First time director Charbanic was blessed, he says, by having two-time Oscar winning cinematographer Michael Chapman shooting his film, says Eberts.

"We were so fortunate to have someone with such a strong sensibility," says Eberts. "He's a real artist. And he knew Chicago so well, since he also shot The Fugitive here. It was great to have a cinematographer of that calibre working with Joe. It allowed him to concentrate on the actors."

"We were on a tight schedule," says Charbanic, "and Michael didn't come aboard until just before we started shooting. He was amazingly collaborative. He treated me like an experienced professional. The look I wanted for the film was timeless, like in an action comic book when you're not really sure when or where it's taking place, which allows you to concentrate on the story. He knows exactly what I was looking for and quickly went into motion. It was amazing."

He continues, "I learned something from working with him every day. And he was so respectful and collaborative with the crew, most of whom he was working with for the first time. They were very impressed. One crew member said to me, working with Michael is like film school times a billion."

Establishing the anonymous, impersonal look for the Chicago was a task for which Chapman, the cinematographer on such classic urban films as Taxi Driver, was an ideal choice.

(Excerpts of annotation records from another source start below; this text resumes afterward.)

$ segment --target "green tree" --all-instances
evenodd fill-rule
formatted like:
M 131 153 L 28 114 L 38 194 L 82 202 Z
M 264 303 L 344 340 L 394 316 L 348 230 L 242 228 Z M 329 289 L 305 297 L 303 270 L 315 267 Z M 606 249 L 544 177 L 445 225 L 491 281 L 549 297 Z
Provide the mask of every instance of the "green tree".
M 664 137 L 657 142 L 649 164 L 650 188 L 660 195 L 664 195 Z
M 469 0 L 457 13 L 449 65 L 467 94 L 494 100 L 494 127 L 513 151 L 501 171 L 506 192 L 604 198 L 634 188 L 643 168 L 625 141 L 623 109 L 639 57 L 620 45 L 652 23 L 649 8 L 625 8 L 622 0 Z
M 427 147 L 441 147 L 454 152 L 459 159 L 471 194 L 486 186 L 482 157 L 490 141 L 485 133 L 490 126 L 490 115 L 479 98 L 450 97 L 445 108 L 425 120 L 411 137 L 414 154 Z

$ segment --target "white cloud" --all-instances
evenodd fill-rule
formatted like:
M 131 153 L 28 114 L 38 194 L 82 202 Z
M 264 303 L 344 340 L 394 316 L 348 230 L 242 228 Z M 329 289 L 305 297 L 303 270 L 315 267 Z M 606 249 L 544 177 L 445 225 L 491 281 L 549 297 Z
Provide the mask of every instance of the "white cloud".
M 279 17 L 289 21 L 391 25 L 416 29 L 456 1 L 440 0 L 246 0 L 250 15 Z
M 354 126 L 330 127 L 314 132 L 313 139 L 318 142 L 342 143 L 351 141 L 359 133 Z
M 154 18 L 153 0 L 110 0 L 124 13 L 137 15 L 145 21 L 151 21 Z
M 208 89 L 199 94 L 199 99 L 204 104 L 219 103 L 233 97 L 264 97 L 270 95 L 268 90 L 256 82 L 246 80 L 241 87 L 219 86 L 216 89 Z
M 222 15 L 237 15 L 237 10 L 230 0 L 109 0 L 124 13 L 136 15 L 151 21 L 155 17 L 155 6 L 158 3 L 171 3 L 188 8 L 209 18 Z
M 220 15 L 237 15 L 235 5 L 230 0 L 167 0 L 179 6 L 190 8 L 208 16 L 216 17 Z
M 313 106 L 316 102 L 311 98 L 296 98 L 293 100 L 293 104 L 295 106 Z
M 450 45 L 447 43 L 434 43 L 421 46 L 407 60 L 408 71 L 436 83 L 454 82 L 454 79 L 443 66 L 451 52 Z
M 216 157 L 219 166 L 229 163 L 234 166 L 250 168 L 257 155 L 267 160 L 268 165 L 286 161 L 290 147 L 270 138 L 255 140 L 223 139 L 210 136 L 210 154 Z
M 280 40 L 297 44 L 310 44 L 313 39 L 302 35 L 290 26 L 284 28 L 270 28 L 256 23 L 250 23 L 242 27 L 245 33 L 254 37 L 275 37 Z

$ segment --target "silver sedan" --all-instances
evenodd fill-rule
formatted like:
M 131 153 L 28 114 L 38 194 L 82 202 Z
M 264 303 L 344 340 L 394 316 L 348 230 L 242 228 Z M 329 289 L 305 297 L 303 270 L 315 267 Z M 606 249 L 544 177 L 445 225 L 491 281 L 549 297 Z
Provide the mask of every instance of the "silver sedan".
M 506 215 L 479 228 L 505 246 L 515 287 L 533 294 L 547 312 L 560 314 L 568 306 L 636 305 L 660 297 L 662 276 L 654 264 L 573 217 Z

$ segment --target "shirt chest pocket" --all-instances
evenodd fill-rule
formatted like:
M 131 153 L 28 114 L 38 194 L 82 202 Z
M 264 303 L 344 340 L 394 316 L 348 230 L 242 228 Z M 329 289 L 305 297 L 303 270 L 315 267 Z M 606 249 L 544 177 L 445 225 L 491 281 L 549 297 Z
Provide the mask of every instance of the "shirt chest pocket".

He brought amazing texture to the film that reinforced the themes of isolation," says Charbanic. "Nothing is overkill. We used the same film stock for every scene. Ninety percent of the film was shot at night and Michael brought that depressing desperate quality to the exterior scenes - transporting the city into a lair where all the evil can happen. Michael can do it all. I would beg to use him again on any film I make."

"The Watcher was an ambitious shoot considering its 75-day schedule," says producer Niami. "We started production early October and had to be out by Christmas because of the weather conditions in Chicago. So we had a very large second unit, headed by Jeff Jensen. We shot every day, simultaneous with the first unit."

The second unit was responsible for most of the film's action sequences which include helicopter and car chases and blowing up a gas station in the middle of the city.

"During the day we took over half of Chicago," says Niami. "And at night, the other half. It was very ambitious. But we got it done."

With its deep pool of experience actors, Chicago also proved a fortuitous location to film The Watcher talentwise, according to Charbanic.

"There was such a reservoir of quality talent, that I was able to cast the supporting players right out of Chicago. Logistically that was a great time saver and i feel that i was able to get the best people for every role.